2) profuse apologies for not posting recently. I’ve been turning out articles as usual, but had less time than normal to blog them. I therefore have a small backlog that I will attempt to drip-feed over coming weeks alongside my usual posts. Don’t get too excited now.
3) If you enjoyed this post, why not share the love and pass it on. I’ll never make it as Editor of the Guardian unless I get a little more popular apart from anything else. I jest, but I do like sharing good ideas, so if you think this is one worth passing on, get forwarding (and thanks!)

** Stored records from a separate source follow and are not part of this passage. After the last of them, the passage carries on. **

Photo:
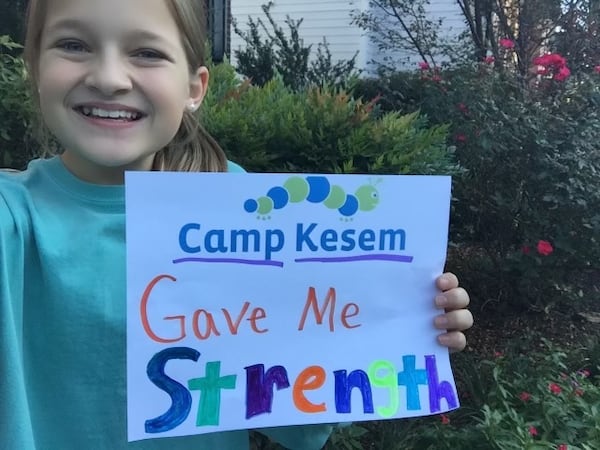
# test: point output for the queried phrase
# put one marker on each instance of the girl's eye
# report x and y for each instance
(71, 46)
(149, 54)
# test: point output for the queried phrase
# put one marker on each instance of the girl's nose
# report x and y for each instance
(109, 75)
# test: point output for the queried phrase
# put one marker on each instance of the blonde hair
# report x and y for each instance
(192, 149)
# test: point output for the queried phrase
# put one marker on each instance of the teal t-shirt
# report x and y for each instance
(62, 320)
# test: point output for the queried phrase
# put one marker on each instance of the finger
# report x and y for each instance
(456, 298)
(446, 281)
(454, 340)
(459, 320)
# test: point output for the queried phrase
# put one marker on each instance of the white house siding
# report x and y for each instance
(331, 19)
(328, 19)
(452, 26)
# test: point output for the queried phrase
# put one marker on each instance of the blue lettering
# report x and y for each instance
(366, 239)
(215, 241)
(328, 238)
(183, 242)
(384, 235)
(303, 237)
(245, 235)
(181, 399)
(271, 246)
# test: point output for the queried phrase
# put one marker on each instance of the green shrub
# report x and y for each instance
(275, 129)
(520, 399)
(16, 112)
(271, 50)
(531, 164)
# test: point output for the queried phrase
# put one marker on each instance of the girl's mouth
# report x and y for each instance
(113, 114)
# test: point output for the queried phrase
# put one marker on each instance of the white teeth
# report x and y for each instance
(106, 114)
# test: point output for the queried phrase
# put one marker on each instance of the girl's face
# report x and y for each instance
(113, 83)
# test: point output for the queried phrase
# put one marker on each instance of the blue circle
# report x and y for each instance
(350, 207)
(251, 205)
(319, 189)
(279, 196)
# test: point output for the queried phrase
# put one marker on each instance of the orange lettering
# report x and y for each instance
(144, 313)
(257, 314)
(211, 327)
(233, 327)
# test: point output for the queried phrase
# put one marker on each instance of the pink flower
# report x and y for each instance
(553, 60)
(555, 388)
(543, 71)
(525, 396)
(562, 74)
(544, 248)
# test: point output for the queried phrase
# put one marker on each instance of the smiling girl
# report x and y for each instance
(117, 83)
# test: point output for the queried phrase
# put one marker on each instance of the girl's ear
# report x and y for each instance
(198, 88)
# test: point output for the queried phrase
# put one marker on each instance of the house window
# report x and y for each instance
(218, 14)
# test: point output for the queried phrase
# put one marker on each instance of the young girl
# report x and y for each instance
(117, 82)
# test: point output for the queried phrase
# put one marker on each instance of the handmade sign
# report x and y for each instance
(279, 299)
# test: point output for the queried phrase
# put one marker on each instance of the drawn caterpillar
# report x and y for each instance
(315, 189)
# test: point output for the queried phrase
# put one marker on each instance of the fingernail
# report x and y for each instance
(441, 321)
(444, 340)
(441, 300)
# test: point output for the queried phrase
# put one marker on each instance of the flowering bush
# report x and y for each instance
(529, 149)
(537, 400)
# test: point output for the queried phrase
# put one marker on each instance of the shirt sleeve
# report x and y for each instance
(14, 411)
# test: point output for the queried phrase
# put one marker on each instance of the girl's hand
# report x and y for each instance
(456, 318)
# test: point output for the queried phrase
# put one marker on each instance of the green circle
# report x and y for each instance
(336, 198)
(265, 205)
(297, 188)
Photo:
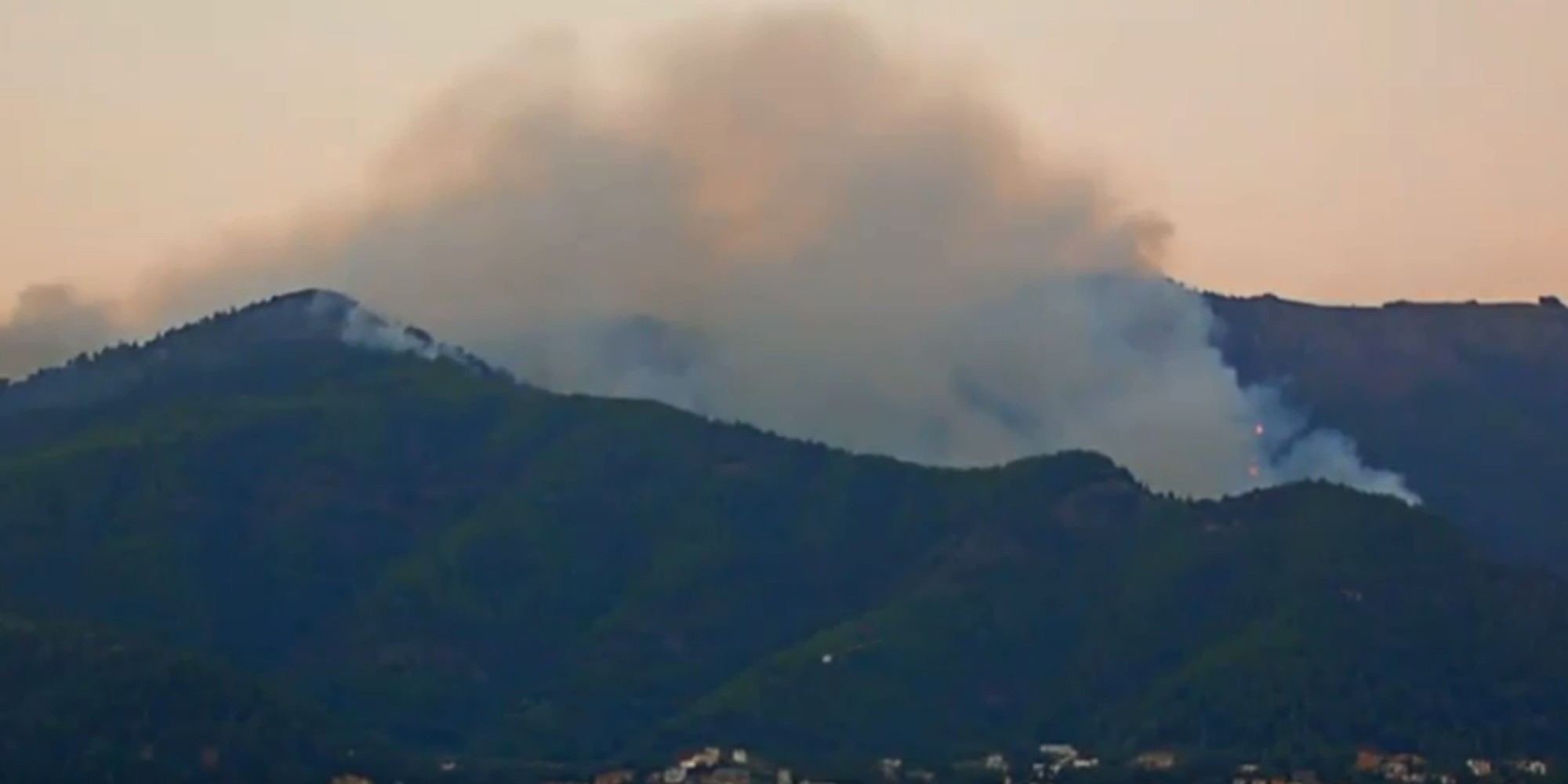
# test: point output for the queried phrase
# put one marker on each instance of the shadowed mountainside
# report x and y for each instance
(463, 564)
(1467, 401)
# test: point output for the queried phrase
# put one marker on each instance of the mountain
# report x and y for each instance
(1465, 401)
(460, 564)
(85, 705)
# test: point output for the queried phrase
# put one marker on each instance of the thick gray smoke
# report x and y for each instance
(49, 325)
(786, 225)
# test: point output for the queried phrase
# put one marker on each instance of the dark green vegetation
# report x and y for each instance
(437, 557)
(1465, 401)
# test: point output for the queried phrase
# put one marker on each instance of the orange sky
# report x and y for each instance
(1327, 150)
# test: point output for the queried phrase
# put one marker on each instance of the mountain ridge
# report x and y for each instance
(466, 564)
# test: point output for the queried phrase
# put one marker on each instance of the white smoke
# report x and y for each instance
(793, 227)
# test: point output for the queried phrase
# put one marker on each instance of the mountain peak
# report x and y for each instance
(308, 318)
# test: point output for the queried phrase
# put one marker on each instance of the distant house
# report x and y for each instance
(615, 777)
(731, 777)
(1155, 761)
(1368, 761)
(1533, 768)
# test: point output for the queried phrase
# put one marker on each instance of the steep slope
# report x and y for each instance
(1465, 401)
(474, 565)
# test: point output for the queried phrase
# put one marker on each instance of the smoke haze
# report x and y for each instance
(788, 225)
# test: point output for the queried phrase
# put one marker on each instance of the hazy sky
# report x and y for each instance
(1329, 150)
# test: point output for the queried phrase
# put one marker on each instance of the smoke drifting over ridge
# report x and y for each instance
(788, 225)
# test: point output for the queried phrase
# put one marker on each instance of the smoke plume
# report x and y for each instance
(785, 223)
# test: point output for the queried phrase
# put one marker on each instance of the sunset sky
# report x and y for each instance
(1324, 150)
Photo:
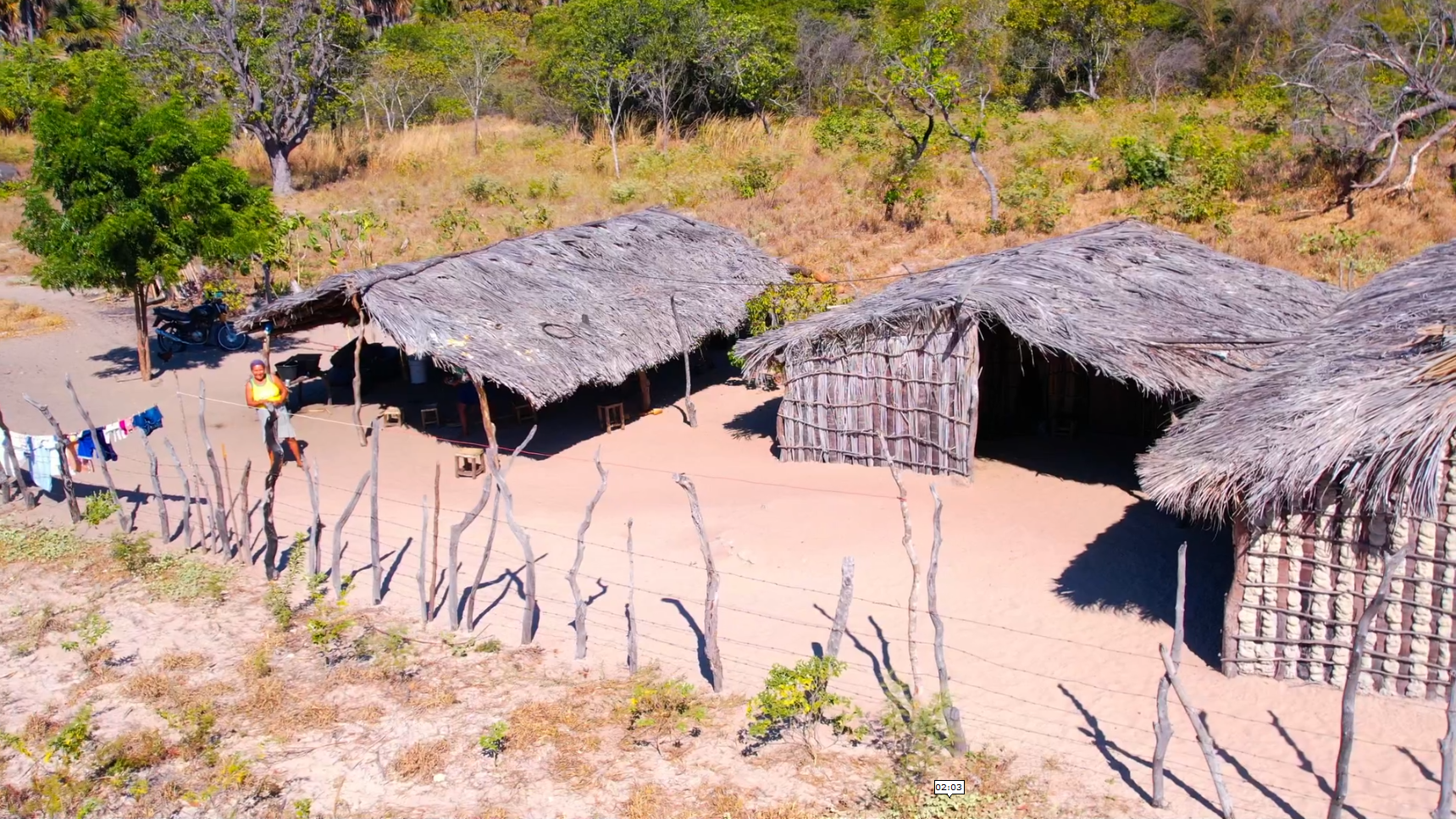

Ok, so onto the good stuff…
Over one hundred Starbucks coffeehouses across Japan are transforming waste coffee beans into feed for dairy cows – and buying back their milk
It’s never too latte to up your game – a point Starbucks is milking with the introduction of a system that turns waste coffee grounds into cattle feed. Not just any feed indeed, but that given to the cattle producing milk for coffees in over one hundred Starbucks coffeehouses across Japan. With over half the world’s grain currently used to feed livestock, the Food Recycling Loop is a great example of a closed-loop approach returning valuable nutrients into productive use in the food system.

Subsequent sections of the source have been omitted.